この思考方法って、まさに国語の問題です。法律や法概念を知らないと解けない問題も多そうですが、「法律の問題の解き方を国語の問題の解き方に応用できる」というのに納得しました。
善方さんは、塾講師のアルバイトをしながら、司法試験受験をしていて、模擬試験問題の作成、解説の執筆もしていました。そこで「法律の問題の解き方を国語の問題の解き方に応用できる」ことに気づき、法律の問題の解き方を応用して国語の問題の解く方法を指導するようになります。

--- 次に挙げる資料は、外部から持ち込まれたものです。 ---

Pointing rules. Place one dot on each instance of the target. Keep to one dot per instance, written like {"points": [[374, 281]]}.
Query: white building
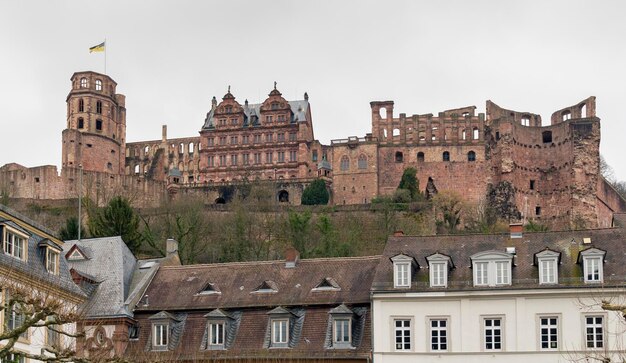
{"points": [[506, 297], [31, 266]]}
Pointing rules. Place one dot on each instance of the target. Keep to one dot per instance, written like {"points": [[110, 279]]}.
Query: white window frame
{"points": [[340, 326], [553, 338], [493, 329], [280, 326], [403, 332], [438, 329], [492, 268], [593, 258], [216, 333], [160, 335], [597, 344]]}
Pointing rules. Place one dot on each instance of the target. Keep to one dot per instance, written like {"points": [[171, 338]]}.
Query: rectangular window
{"points": [[341, 331], [402, 334], [14, 245], [594, 331], [493, 333], [160, 335], [481, 273], [439, 334], [280, 331], [502, 273], [548, 332], [216, 334], [438, 274], [592, 269], [547, 271], [52, 261], [401, 271]]}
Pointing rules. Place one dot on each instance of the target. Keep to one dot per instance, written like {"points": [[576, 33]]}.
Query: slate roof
{"points": [[177, 287], [298, 108], [34, 266], [111, 264], [524, 272]]}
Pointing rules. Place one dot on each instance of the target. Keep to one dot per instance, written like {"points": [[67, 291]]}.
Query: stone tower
{"points": [[96, 125]]}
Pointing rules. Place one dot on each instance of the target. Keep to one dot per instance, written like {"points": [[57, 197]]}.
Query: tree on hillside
{"points": [[409, 182], [70, 230], [315, 193], [117, 219]]}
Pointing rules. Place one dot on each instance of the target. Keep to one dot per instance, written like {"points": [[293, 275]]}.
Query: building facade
{"points": [[552, 171], [513, 298]]}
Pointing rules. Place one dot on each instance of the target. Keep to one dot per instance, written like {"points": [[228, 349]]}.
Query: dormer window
{"points": [[14, 244], [402, 270], [492, 268], [548, 261], [592, 260], [438, 266]]}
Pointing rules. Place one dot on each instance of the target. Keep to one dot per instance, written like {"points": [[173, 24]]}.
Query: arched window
{"points": [[399, 157], [362, 161], [345, 163]]}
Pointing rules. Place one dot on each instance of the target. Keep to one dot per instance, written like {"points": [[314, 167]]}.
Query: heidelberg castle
{"points": [[554, 169]]}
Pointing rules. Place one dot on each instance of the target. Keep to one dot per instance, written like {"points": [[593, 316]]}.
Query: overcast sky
{"points": [[170, 57]]}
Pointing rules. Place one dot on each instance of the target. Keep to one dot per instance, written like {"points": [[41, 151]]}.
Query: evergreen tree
{"points": [[70, 231], [117, 219], [315, 194]]}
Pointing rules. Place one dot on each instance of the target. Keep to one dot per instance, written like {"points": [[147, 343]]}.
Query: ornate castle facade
{"points": [[553, 170]]}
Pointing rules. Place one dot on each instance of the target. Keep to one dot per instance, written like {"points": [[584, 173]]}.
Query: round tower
{"points": [[96, 125]]}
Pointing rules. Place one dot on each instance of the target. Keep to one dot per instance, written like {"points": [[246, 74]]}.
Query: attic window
{"points": [[209, 289], [267, 286], [327, 283]]}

この「国語の問題の解く方法」は大人にも活用できる、この思考方法で子どもを指導して欲しいと考え、大人向けに書いたようです。
中学入試問題で「思考方法」の初歩を学ぶ
「はじめに」で、「東京都立桜修館中等教育学校」の適性検査の問題が提示されます。こんな問題です。解答を書けますか?

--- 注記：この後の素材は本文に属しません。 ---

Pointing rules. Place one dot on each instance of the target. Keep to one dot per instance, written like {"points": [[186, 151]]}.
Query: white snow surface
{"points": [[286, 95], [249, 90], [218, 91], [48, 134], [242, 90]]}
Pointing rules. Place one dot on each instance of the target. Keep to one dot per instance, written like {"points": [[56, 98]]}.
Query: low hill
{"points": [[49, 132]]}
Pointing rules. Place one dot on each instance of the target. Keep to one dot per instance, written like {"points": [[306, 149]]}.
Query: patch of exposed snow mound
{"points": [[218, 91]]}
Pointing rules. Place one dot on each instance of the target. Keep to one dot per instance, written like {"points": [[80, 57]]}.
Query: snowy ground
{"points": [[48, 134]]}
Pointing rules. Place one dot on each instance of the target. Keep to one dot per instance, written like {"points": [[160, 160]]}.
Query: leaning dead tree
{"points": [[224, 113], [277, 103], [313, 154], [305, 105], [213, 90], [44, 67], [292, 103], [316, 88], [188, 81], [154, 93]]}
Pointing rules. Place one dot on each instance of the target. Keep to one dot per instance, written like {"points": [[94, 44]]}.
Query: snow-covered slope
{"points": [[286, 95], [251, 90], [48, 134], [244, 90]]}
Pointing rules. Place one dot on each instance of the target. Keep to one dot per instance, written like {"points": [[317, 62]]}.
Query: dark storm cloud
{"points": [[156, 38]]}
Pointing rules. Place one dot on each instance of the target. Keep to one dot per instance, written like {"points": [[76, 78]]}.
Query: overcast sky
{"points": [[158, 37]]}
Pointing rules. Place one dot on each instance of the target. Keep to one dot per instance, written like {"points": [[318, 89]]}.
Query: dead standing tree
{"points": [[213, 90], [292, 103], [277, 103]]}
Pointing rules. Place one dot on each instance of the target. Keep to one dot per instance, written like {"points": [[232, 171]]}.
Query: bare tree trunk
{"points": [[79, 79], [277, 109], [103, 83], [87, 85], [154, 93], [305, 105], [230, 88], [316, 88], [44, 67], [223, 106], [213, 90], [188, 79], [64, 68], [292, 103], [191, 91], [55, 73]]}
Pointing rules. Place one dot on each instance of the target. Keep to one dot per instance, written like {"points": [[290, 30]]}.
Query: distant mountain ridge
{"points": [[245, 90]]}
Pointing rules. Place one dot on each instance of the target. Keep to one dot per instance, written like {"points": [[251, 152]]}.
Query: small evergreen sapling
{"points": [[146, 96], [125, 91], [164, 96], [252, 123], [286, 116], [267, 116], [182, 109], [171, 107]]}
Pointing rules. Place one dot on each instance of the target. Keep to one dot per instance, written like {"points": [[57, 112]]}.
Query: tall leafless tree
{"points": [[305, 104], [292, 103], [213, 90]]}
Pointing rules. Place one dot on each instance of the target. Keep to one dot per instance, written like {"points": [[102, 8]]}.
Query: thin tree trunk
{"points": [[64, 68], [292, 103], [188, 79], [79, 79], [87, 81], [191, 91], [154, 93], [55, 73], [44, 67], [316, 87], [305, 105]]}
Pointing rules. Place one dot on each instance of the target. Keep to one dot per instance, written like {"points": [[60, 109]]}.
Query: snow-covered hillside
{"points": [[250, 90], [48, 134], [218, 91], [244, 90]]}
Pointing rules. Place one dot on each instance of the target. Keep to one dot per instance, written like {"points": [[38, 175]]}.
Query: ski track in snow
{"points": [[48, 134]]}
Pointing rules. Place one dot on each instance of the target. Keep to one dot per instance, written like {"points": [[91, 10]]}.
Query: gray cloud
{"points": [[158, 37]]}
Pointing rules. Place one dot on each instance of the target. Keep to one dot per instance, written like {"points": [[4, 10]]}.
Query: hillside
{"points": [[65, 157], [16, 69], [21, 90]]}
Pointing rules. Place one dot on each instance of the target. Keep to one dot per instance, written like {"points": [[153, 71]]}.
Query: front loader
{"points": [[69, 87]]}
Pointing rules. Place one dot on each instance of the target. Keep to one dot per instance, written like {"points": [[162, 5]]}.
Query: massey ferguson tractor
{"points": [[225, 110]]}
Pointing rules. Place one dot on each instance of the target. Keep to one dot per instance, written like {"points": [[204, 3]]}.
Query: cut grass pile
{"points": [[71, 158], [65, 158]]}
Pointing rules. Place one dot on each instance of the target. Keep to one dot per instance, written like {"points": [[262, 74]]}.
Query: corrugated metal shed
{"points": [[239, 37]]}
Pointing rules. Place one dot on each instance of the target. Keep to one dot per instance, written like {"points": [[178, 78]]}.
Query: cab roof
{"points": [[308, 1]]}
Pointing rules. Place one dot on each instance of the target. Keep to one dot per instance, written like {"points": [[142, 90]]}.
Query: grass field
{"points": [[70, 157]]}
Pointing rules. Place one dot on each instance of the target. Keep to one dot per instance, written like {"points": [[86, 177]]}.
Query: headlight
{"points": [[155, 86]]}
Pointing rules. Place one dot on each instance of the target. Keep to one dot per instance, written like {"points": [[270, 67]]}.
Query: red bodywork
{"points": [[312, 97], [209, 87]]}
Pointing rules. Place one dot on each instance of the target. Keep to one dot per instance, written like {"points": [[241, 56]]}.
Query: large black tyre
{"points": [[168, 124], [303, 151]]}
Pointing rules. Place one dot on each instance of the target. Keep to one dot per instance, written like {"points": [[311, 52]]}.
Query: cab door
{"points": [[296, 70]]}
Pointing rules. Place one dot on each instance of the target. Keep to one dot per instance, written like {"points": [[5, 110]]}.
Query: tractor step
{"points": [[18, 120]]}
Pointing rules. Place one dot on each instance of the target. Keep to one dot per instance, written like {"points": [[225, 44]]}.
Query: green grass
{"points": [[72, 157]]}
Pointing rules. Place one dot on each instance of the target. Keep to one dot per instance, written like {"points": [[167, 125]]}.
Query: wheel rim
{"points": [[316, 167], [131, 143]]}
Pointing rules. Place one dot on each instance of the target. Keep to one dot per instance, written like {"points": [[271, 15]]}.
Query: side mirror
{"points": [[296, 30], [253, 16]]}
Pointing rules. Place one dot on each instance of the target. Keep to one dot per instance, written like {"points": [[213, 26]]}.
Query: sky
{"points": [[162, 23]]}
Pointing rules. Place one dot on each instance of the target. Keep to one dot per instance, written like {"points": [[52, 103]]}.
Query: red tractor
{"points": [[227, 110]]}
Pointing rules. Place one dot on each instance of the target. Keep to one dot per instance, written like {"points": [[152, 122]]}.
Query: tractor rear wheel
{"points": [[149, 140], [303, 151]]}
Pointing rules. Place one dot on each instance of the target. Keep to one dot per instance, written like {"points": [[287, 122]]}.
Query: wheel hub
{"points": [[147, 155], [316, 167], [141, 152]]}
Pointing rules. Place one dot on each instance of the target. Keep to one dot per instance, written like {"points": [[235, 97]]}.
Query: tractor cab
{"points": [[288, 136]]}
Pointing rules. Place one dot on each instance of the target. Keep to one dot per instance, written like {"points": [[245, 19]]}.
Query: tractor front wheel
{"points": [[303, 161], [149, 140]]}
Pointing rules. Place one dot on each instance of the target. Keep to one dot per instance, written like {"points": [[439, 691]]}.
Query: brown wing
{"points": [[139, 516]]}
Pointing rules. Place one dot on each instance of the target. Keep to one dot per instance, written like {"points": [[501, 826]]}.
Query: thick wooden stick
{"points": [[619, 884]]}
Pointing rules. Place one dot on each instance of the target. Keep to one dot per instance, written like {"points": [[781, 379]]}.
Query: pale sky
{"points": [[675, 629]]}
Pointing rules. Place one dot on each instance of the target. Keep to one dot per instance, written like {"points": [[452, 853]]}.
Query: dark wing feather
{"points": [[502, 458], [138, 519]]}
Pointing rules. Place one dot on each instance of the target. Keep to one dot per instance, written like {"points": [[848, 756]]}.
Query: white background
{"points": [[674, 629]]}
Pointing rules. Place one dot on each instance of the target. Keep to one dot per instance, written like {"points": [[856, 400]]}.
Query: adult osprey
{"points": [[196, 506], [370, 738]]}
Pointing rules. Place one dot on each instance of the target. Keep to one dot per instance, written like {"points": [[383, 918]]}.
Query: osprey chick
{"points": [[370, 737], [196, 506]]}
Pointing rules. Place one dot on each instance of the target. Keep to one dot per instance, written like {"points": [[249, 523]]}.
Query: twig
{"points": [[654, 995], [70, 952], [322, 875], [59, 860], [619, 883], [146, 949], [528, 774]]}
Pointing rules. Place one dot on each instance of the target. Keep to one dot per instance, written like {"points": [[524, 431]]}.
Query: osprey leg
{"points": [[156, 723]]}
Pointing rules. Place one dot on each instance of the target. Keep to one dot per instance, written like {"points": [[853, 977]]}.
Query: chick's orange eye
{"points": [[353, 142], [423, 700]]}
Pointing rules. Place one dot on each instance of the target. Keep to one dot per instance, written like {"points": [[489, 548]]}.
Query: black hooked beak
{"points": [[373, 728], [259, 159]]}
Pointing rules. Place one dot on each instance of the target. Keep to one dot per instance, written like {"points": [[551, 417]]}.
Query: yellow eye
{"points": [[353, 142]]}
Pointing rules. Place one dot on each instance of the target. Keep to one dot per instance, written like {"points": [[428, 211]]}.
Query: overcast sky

次の「文章A」・「文章B」を読んで、あとの問題に答えなさい。
文章A
わかろうとあせったり、意味を考えめぐらしたりなどしても、味は出てくるものではない。だから早く飲み込もうとせずに、ゆっくりと舌の上でころがしていればよいのである。そのうちに、おのずから湧然として味がわかってくる。
(和辻哲郎「露伴先生の思い出」による)
文章B
大事なことは、困難な問題に直面したときに、すぐに結論を出さないで、問題が自分のなかで立体的に見えてくるまでいわば潜水しつづけるということなのだ。それが、知性に肺活量をつけるということだ。
(鷲田清一「わかりやすいはわかりにくい?―|臨床哲学講座」による)
〈言葉の説明〉 湧然・・・水などがわき出る様子。(『全試験対応! わかる・書ける・受かる 超思考力』p. 8)
もう少していねいに説明されているのですが、問題は次のとおりです。
- 物事に向き合うときの心構えについて共通する点を、二十字以上、四十字以内で分かりやすく書きましょう。
- それぞれの筆者が伝えたいことについて異なる点を、「Aは……。」、段落をかえて「Bは……。」という構成で、全体で百四十字以上、百六十字以内で分かりやすく書きましょう。
- また、この二つの文章を読んで、あなたはどのようなことを考えましたか 。
解答らんに、あなたの考えを、いくつかの段落に分けて、四百字以上、五百字以内で分かりやすく書きましょう。
これが中学受験の問題です。みなさんはどう書きますか?
私は最初、同じことを言っているのだと思いました。しかし、よく考えると違うのです。模範解答は『全試験対応! わかる・書ける・受かる 超思考力』の166ページにあります。
このように中学受験の問題が次々と出題され、それを思考するためのツールが紹介されます。
Amazon の商品の説明にある目次から、使えそうな思考ツールを抜粋すると次のようになります。
- 理由を問われたら 入試問題で考える「必要性」「許容性」
- 社会問題で考える「必要性」「許容性」
(主体の「正当性」と手段の「妥当性」) - 未知の問題は大チャンス!!「似た事柄」を考えろ!
- 「多様性」と「特殊性」を同時に考える
- 政治・公民では「利益」よりも「公益」が大事
- 「お金スペシャル」需要と供給
- 地域の問題は「雨温図」で考える
- 「理性」「感情」という視点で世のなかを見る 「ニスペワン」
- 「自己主張」「妥協と協調」という視点で世のなかを見る 「ニスペツー」
「必要性」と「許容性」から考えるというのは、「令和元年司法試験問題」の人権制限の問題に当てはまりますね。刑務所は人権制限をする〈必要〉があり、その人権制限を〈許容〉するには根拠が必要です。その思考方法を中学受験に応用したようです。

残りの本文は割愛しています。